There are many reasons to be concerned with the trajectory of the healthcare reform law, but what concerns me is what the debate is doing to the quality of the “enhancements” the law calls for. CPOE, a requirement under ‘Meaningful Use,’ is not a process you want to rush. It takes careful design and integration across multiple modules, applications and business areas. It also is the glue to the provider’s operations and automation. With such a rushed deadline for achieving ‘Meaningful Use,’ it sets the stage for large number of failures in achievement. There is not enough expertise to support the time frame so providers are moving forward to get something in place without ensuring there are adequate resources for a successful implementation. In addition, many organizations are using EHR’s for the first time; the combination of these two projects and all of the intricacies involved makes for a daunting task.
Studies indicate nearly half of CPOE systems in place are not achieving the results intended and now we are rushing the rest through without any real plan to make it happen as an industry. CPOE is not an electronic version of a paper-based system; therefore, it requires proper integration and numerous adjustments. This doesn’t include changes in clinical and business processes or adding functionalities to improve patient care. CPOE is an opportunity to identify problems in the execution of care and business operations, but it takes time to identify and work through these improvements.

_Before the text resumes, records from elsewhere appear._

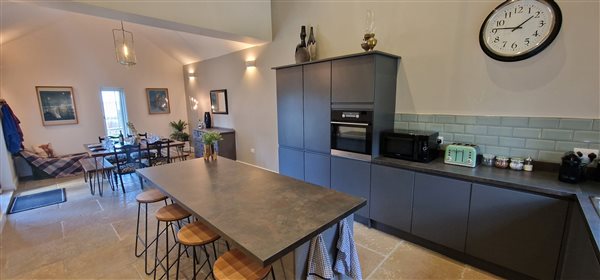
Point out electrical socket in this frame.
[573,148,598,156]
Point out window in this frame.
[101,88,129,136]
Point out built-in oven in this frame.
[331,110,373,161]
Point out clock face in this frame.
[479,0,562,61]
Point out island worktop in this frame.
[137,158,366,265]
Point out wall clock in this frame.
[479,0,562,61]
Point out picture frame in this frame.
[35,86,79,126]
[146,88,171,115]
[210,89,229,115]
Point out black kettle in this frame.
[558,152,586,184]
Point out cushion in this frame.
[38,143,55,157]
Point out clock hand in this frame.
[492,26,523,31]
[511,16,533,32]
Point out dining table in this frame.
[136,158,366,279]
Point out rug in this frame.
[8,188,67,214]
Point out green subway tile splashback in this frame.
[394,114,600,163]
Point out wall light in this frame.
[246,59,256,68]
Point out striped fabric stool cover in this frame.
[214,249,272,280]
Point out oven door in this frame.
[331,121,372,159]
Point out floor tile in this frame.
[354,223,400,255]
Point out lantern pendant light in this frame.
[113,21,136,66]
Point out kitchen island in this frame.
[137,158,366,279]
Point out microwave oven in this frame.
[379,129,439,162]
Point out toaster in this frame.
[444,143,481,167]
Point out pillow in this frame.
[38,143,54,157]
[31,145,48,157]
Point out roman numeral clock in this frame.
[479,0,562,61]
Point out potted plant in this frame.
[202,131,223,160]
[169,120,190,142]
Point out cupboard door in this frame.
[369,164,415,232]
[331,55,375,103]
[304,61,331,154]
[412,173,471,252]
[466,184,568,279]
[558,203,600,279]
[279,147,304,180]
[277,66,304,149]
[304,152,331,188]
[331,157,371,218]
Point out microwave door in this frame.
[385,136,418,159]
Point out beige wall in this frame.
[0,13,186,154]
[184,1,600,170]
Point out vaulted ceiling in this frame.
[0,1,270,65]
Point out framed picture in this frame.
[35,86,79,126]
[146,88,171,114]
[210,89,229,115]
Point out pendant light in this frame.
[113,21,136,66]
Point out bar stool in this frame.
[213,249,275,280]
[154,203,191,279]
[176,221,221,279]
[135,189,167,275]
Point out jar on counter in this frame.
[510,158,523,170]
[481,154,496,166]
[495,156,508,168]
[523,157,533,171]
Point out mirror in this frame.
[210,89,228,114]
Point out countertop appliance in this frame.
[331,109,373,161]
[380,129,439,162]
[444,143,481,167]
[558,152,587,184]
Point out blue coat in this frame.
[0,104,23,154]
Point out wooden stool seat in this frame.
[213,249,271,280]
[135,189,167,203]
[155,203,191,222]
[177,221,221,246]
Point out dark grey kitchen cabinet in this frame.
[304,152,331,188]
[558,203,600,279]
[411,173,471,252]
[331,55,375,103]
[369,164,415,232]
[466,184,568,279]
[303,61,331,154]
[331,156,371,218]
[279,146,304,180]
[277,66,304,149]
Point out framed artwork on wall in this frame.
[35,86,79,126]
[146,88,171,115]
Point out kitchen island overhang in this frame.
[137,158,367,276]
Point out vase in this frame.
[294,25,310,63]
[306,26,317,61]
[204,144,211,160]
[210,144,217,160]
[204,112,212,128]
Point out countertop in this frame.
[194,127,235,134]
[372,157,600,259]
[137,157,366,265]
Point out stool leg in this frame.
[135,202,142,257]
[175,243,181,280]
[154,221,160,280]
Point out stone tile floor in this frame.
[0,176,497,279]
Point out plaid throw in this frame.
[21,151,87,178]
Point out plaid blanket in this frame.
[21,151,88,178]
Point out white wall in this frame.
[184,1,600,170]
[0,13,187,154]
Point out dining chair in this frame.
[114,144,150,193]
[146,139,171,166]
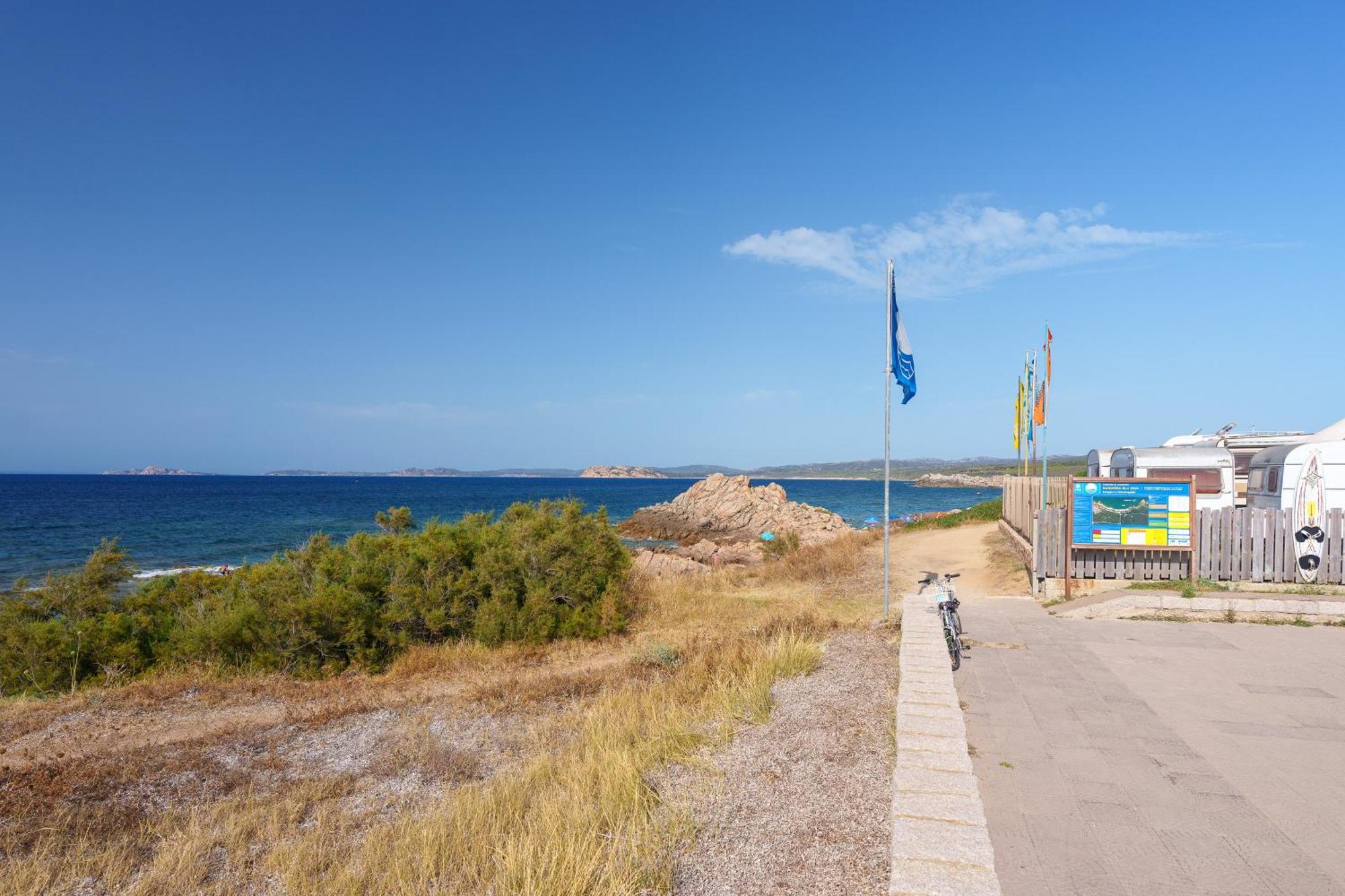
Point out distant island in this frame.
[915,473,1005,489]
[265,455,1085,486]
[262,467,580,479]
[580,464,668,479]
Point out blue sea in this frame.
[0,475,995,587]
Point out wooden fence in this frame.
[1028,505,1345,585]
[1003,477,1069,541]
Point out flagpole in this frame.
[882,258,893,622]
[1041,320,1050,518]
[1022,351,1032,477]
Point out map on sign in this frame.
[1072,479,1193,548]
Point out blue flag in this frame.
[888,266,916,403]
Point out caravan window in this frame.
[1149,469,1224,495]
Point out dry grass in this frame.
[0,534,877,895]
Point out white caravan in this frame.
[1111,445,1235,510]
[1247,440,1345,510]
[1163,423,1311,507]
[1088,448,1116,479]
[1247,419,1345,510]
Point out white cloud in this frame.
[0,348,70,364]
[724,196,1205,298]
[285,401,483,422]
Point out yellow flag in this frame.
[1013,376,1022,451]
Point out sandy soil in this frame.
[892,524,1029,598]
[674,628,897,896]
[659,524,1028,896]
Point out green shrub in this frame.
[902,498,1005,529]
[0,501,631,693]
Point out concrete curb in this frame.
[889,595,999,896]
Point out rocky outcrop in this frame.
[672,538,761,567]
[631,551,710,579]
[915,474,1005,489]
[580,464,667,479]
[620,474,849,546]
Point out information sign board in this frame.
[1071,479,1196,551]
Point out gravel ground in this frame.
[674,628,897,896]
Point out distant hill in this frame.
[266,455,1085,481]
[262,467,580,479]
[744,455,1087,481]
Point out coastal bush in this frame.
[902,498,1005,529]
[0,501,631,694]
[374,507,416,534]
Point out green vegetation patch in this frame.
[902,498,1005,529]
[0,501,631,694]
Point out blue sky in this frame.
[0,3,1345,473]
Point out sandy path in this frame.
[674,628,897,896]
[878,524,1028,597]
[660,524,1028,896]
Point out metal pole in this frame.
[1041,321,1050,516]
[882,258,893,622]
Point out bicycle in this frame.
[920,573,966,671]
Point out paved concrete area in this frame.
[1050,588,1345,622]
[889,595,1001,896]
[955,599,1345,896]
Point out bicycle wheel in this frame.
[943,620,962,671]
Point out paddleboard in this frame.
[1294,451,1326,581]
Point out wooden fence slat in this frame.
[1248,507,1266,581]
[1006,503,1345,585]
[1323,507,1345,585]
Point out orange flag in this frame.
[1046,327,1053,386]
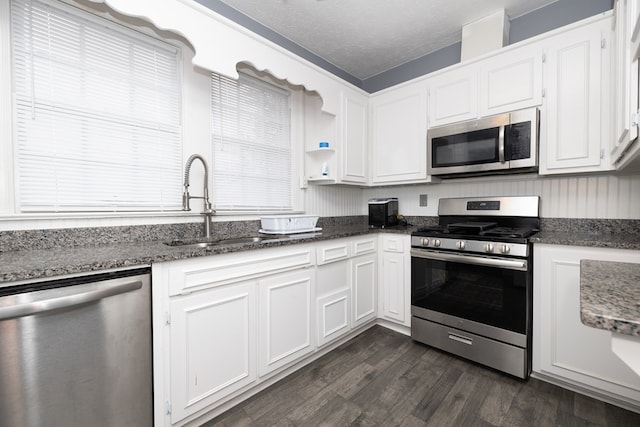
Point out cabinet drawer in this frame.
[382,235,404,253]
[163,245,315,296]
[351,236,378,256]
[318,240,349,265]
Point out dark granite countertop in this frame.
[530,231,640,250]
[580,259,640,337]
[0,225,415,286]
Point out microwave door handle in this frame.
[498,125,506,163]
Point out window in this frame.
[11,0,182,212]
[211,74,293,212]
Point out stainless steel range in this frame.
[411,196,540,378]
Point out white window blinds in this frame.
[11,0,182,212]
[211,74,292,212]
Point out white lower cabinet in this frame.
[317,289,351,346]
[169,281,256,423]
[258,268,315,376]
[379,234,411,326]
[152,234,392,426]
[351,253,378,327]
[533,244,640,410]
[316,235,378,346]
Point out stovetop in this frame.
[411,196,540,257]
[412,223,538,243]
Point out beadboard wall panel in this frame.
[305,185,367,216]
[361,175,640,219]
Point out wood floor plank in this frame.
[573,393,606,425]
[426,372,478,427]
[413,367,462,421]
[479,373,520,426]
[205,326,640,427]
[302,395,362,427]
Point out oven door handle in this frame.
[498,125,505,163]
[411,249,527,271]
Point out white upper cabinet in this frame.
[540,16,611,174]
[428,44,542,127]
[478,44,542,117]
[304,87,369,185]
[338,90,369,184]
[429,64,478,127]
[611,0,640,169]
[370,81,429,185]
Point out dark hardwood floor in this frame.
[205,326,640,427]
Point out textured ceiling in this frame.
[222,0,556,80]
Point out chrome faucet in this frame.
[182,154,216,238]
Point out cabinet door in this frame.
[429,65,478,127]
[611,0,640,168]
[379,235,411,326]
[258,269,315,375]
[339,93,369,184]
[540,20,610,174]
[317,288,351,346]
[169,282,256,423]
[533,245,640,405]
[351,254,378,327]
[479,45,542,116]
[371,83,427,184]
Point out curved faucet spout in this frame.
[182,154,216,238]
[182,154,212,211]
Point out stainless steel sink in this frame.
[165,236,286,248]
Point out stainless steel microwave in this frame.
[427,108,540,175]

For example, if you implement CPOE blindly it has nothing to do with assisting physicians with decisions about medication ordering. However, there are numerous ways that CPOE can facilitate ordering that require alterations to and customization of the ordering process. These are design decisions that need to be made early in the process and require some knowledge and experience prior to any build work. This is experience that is not readily available due, in part, to the low supply of knowledgeable resources because of the increase in demands for them.
I encourage our politicians to come together and find ways to cooperate, as our industry needs to give our providers the best chance to succeed. We also need a much clearer vision of what healthcare should look like in the future. Having worked in system implementation for years, the first question we ask our clients is, “do you have a unified vision?” We know that without it, the chances of success are very low. Our politicians need to add to our ability to succeed, not create the issues that derail us.